MMPs cause tissue destruction because of their proteolytic abilities. Our data of more than 50% decrease in MMP-1 within 2 weeks of the start of treatment suggest that TNF blockade down regulates production of MMPs. Recently, sTNFr treatment has been shown to reduce MMP expression in the synovial membrane.3 Anti-TNF antibody has also been shown to have similar effect on MMPs.8 An ideal treatment will be one which increases levels of TIMP and reduces levels of MMP. Unfortunately, most data,3,8 including ours, show that TIMP levels are either not affected or are reduced to a smaller degree than MMPs with TNF blockade. Even this change is likely to tilt the balance in favour of TIMP and thus prevent action of MMPs and tissue damage.

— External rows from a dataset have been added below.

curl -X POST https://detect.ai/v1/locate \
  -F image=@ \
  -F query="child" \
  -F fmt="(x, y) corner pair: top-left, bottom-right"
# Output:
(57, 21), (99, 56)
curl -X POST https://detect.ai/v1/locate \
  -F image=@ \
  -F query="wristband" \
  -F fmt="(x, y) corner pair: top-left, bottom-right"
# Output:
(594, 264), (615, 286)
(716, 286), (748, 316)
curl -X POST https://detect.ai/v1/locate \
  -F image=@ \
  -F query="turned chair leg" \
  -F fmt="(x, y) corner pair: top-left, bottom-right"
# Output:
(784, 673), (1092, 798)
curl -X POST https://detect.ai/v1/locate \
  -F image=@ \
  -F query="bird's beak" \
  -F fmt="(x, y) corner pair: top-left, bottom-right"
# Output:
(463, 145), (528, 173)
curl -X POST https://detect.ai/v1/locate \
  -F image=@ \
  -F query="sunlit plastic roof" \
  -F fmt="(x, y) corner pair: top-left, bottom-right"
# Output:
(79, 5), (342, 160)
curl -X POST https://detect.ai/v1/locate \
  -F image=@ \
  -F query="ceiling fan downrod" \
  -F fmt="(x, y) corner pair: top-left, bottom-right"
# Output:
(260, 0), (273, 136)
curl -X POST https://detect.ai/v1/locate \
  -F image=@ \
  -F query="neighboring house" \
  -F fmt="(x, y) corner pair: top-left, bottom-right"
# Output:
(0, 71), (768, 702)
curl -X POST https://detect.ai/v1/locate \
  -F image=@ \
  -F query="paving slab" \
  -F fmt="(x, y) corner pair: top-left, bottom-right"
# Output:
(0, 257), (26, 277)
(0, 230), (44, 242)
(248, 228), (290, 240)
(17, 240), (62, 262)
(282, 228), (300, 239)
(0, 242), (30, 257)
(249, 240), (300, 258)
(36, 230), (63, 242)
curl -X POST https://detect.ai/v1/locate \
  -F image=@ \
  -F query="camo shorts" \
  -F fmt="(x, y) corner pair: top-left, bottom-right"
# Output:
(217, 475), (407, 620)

As far as we know, our study is the first to demonstrate the effect of sTNFr on plasma VEGF in patients with RA, even though the effect was mild. Reduction in serum VEGF levels was also reported with the use of anti-TNF antibody.6 However, serum VEGF levels may be confounded by VEGF released by platelets, which may increase with the thrombocytosis of inflammation. Hence we measured plasma VEGF levels.

Thus sTNFr has significant and early effect on mediators of tissue damage.


This work was supported by a research grant to AA from the author’s institution. Etanercept was supplied by Wyeth Lederle Ltd as part of a multi-institutional study.